L’attente de M. Bennet fut parfaitement réalisée ; son cousin était tel qu’il l’avait souhaité ; il l’écoutait avec la plus vive satisfaction, sans rien perdre de son sérieux, et n’en partageait le plaisir que par un regard adressé de temps en temps à Élisabeth.

À l’heure du thé, ayant joui à son aise des ridicules de son convive, il le ramena dans le salon et l’engagea, aussitôt qu’on eut pris le thé, à faire une lecture à ces dames. M. Colins y consentit. On lui présenta un livre, mais, en le regardant, comme tout annonçait que ce livre provenait d’un cabinet de lecture, il recula d’effroi ; et en s’excusant, assura qu’il ne lisait jamais de romans. Kitty, tout étonnée, le regardait ; et Lydia s’écria : cela est-il possible ! D’autres livres lui furent présentés. Après un long examen, il choisit enfin les sermons de Fordyce. À peine eut-il ouvert le livre, Lydia bâillait déjà, et avant la troisième page elle l’interrompit.

« Savez-vous, maman, dit-elle, que mon oncle Philips parle de renvoyer Richard ?

» — S’il le fait, le colonel Forster est décidé à le prendre ; j’irai demain à Meryton, savoir ce qui en est : il faut aussi que je m’informe si le capitaine Carter est revenu de Londres. »
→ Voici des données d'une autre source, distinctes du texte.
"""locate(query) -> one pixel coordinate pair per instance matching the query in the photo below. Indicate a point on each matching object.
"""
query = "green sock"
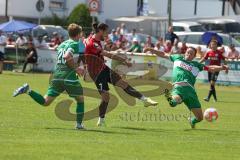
(194, 120)
(173, 103)
(80, 112)
(37, 97)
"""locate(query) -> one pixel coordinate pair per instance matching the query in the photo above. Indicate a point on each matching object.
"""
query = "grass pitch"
(31, 132)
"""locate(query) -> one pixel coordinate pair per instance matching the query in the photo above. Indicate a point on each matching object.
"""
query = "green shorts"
(73, 88)
(188, 95)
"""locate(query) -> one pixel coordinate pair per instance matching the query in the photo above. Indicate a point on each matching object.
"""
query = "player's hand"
(80, 71)
(226, 68)
(128, 63)
(146, 50)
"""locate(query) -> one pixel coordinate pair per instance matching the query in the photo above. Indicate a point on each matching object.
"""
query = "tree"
(80, 15)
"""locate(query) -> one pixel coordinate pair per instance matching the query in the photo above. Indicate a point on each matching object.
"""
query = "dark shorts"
(212, 76)
(106, 76)
(1, 56)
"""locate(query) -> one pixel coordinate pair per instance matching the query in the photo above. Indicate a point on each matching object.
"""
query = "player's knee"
(121, 83)
(79, 99)
(199, 118)
(105, 96)
(47, 103)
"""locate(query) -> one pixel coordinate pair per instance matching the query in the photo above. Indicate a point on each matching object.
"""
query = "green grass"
(31, 132)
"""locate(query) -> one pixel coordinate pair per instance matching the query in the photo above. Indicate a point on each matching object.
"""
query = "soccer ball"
(210, 114)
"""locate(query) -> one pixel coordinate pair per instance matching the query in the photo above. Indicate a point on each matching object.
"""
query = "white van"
(187, 26)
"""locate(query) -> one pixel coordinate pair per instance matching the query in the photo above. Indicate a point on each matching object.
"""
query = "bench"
(8, 65)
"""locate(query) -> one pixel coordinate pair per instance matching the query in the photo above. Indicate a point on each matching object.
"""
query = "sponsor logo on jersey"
(194, 70)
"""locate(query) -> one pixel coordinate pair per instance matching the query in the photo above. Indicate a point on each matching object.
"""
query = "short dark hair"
(74, 30)
(99, 27)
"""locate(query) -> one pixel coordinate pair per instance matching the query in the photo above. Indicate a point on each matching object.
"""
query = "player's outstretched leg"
(103, 108)
(21, 90)
(79, 112)
(134, 93)
(172, 101)
(44, 101)
(198, 117)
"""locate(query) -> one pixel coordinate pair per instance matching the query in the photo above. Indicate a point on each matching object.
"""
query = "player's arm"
(156, 52)
(68, 56)
(116, 57)
(205, 57)
(215, 68)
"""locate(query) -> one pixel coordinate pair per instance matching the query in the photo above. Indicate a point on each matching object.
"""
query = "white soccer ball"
(210, 114)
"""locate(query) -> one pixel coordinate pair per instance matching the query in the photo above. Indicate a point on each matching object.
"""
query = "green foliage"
(54, 20)
(81, 16)
(29, 131)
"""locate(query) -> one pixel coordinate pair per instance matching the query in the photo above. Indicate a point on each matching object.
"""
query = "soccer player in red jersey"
(216, 58)
(102, 74)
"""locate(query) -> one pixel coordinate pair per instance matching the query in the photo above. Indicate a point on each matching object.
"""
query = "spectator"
(159, 46)
(184, 48)
(3, 43)
(175, 49)
(41, 43)
(55, 42)
(170, 35)
(118, 31)
(167, 46)
(21, 40)
(109, 45)
(233, 53)
(31, 56)
(148, 43)
(136, 47)
(113, 36)
(10, 40)
(132, 35)
(123, 29)
(30, 39)
(199, 53)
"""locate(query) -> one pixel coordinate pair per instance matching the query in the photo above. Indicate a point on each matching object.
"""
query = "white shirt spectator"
(41, 44)
(21, 41)
(3, 41)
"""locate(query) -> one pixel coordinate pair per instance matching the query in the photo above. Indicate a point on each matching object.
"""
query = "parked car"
(47, 30)
(142, 38)
(194, 39)
(229, 26)
(187, 26)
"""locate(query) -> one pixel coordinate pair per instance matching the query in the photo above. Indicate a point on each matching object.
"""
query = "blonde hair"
(74, 30)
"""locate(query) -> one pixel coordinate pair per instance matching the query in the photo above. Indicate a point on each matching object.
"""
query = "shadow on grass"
(230, 132)
(237, 102)
(143, 129)
(90, 130)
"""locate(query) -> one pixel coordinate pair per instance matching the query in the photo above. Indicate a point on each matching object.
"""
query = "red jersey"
(93, 58)
(215, 57)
Ses sœurs la firent taire, mais M. Colins, fort blessé, ferma son livre et dit :

« J’ai souvent remarqué le peu de goût qu’ont les jeunes personnes pour les ouvrages sérieux, écrits cependant pour leur bien : cela m’étonne, je l’avoue ; l’étude est la nourriture de l’âme ; l’instruction est une si belle chose ! Enfin telle est la dépravation humaine, mais je ne veux pas importuner plus long-temps ma jeune cousine. »

Alors, se tournant vers M. Bennet, il lui proposa une partie de trictrac : celui-ci accepta.
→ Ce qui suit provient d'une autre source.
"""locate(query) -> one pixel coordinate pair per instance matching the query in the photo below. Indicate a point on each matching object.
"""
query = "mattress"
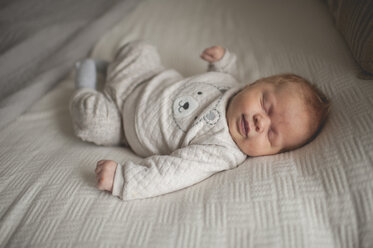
(318, 196)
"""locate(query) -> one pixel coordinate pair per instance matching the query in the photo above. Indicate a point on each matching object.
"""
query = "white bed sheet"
(318, 196)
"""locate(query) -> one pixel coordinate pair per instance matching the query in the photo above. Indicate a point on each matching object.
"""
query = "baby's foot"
(86, 75)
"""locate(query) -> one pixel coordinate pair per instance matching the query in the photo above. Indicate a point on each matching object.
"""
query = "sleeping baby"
(187, 129)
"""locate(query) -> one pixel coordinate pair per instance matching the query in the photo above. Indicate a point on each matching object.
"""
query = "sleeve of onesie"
(227, 64)
(161, 174)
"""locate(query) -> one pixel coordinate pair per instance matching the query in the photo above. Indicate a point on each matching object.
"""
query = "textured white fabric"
(318, 196)
(178, 125)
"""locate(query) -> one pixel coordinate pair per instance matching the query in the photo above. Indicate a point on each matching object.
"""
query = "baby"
(187, 129)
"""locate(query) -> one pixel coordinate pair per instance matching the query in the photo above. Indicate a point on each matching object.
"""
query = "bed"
(318, 196)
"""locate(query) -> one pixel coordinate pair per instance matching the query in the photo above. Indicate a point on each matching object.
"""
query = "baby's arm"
(159, 174)
(105, 171)
(220, 60)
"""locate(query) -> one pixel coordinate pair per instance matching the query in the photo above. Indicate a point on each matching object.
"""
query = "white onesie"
(178, 125)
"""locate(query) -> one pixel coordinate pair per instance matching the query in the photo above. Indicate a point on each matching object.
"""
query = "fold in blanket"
(41, 41)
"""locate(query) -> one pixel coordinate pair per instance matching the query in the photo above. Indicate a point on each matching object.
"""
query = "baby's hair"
(316, 102)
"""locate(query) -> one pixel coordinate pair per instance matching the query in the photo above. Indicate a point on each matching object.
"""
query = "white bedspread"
(318, 196)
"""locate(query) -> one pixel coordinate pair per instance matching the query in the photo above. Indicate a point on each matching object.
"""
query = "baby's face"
(264, 119)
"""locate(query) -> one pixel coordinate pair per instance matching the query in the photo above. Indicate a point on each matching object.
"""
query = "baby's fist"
(213, 54)
(105, 171)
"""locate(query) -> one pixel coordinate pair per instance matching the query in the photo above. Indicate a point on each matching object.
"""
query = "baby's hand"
(105, 171)
(213, 54)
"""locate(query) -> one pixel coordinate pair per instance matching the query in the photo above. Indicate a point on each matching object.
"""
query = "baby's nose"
(259, 123)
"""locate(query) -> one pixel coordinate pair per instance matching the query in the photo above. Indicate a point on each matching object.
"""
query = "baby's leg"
(96, 118)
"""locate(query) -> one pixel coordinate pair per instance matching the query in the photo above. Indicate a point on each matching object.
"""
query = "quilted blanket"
(318, 196)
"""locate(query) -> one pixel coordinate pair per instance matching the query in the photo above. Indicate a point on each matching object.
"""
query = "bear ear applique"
(212, 117)
(184, 106)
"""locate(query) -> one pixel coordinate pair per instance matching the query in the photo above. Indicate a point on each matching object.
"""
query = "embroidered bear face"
(189, 106)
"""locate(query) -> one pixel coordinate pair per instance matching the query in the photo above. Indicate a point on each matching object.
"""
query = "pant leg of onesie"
(96, 118)
(134, 63)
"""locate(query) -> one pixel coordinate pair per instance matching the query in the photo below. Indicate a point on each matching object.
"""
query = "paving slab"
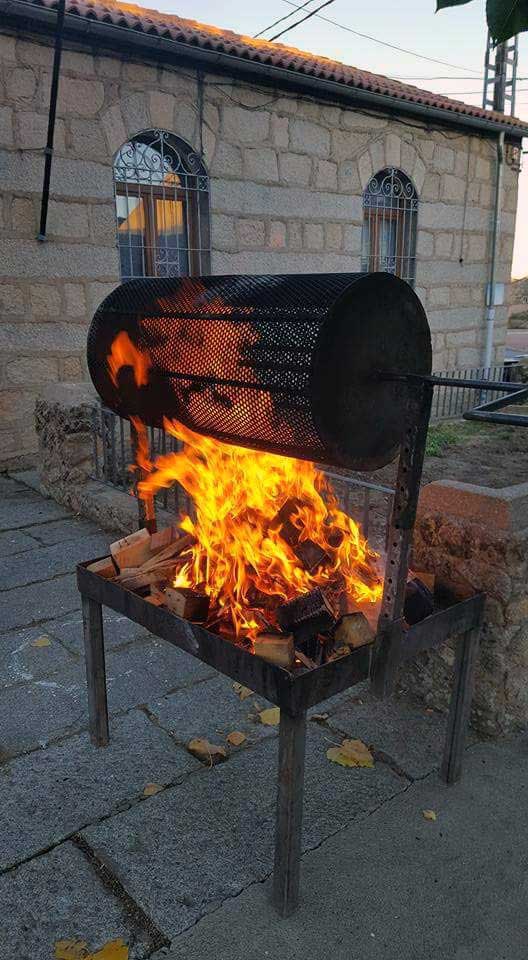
(35, 602)
(60, 531)
(48, 795)
(37, 713)
(394, 885)
(30, 655)
(59, 897)
(28, 509)
(212, 835)
(411, 735)
(16, 541)
(211, 710)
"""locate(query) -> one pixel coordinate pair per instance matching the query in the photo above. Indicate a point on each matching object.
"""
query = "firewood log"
(187, 603)
(276, 648)
(104, 568)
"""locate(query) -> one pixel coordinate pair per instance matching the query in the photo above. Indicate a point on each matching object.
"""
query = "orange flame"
(123, 353)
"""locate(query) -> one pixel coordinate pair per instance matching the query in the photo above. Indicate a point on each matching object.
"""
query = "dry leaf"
(319, 717)
(270, 717)
(208, 752)
(151, 789)
(351, 753)
(236, 738)
(70, 950)
(42, 641)
(241, 691)
(113, 950)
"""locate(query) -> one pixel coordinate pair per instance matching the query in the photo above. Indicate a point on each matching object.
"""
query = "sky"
(456, 36)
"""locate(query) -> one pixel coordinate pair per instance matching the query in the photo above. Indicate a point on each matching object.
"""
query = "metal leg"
(292, 737)
(95, 671)
(460, 705)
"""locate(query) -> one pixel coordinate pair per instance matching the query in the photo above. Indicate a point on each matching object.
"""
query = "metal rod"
(288, 830)
(146, 509)
(48, 151)
(95, 671)
(460, 705)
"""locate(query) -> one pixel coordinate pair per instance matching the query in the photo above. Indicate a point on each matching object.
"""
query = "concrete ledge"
(503, 509)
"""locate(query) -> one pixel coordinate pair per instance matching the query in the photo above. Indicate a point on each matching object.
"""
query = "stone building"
(184, 148)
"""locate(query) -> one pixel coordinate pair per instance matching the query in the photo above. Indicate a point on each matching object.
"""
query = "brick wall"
(287, 176)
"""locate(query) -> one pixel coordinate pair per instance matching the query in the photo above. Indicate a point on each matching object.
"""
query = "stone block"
(58, 897)
(6, 127)
(68, 220)
(21, 85)
(87, 140)
(227, 161)
(503, 509)
(314, 236)
(251, 233)
(260, 164)
(245, 126)
(224, 233)
(295, 170)
(453, 188)
(32, 370)
(309, 138)
(75, 300)
(277, 234)
(279, 132)
(12, 300)
(326, 175)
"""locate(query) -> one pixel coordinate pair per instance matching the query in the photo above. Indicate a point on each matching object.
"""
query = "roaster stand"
(297, 691)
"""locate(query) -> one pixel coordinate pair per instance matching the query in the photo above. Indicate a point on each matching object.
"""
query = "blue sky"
(456, 36)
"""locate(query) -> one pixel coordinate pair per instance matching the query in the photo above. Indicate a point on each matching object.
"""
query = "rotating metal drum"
(289, 364)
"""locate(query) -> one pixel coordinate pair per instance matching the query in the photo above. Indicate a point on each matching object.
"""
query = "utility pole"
(500, 78)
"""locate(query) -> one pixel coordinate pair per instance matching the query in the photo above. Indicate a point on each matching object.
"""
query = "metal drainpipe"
(48, 152)
(490, 293)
« Vous faites bien, dit-il, de laisser ces demoiselles à leurs frivoles amusemens. »

Mme  Bennet et ses filles lui demandèrent mille fois pardon de l’impolitesse de Lydia, en le conjurant de reprendre sa lecture ; mais M. Colins, après avoir assuré qu’il pardonnait de bon cœur à sa jeune cousine, qu’il oubliait sa faute, s’approcha de la table où était M. Bennet et se mit au jeu.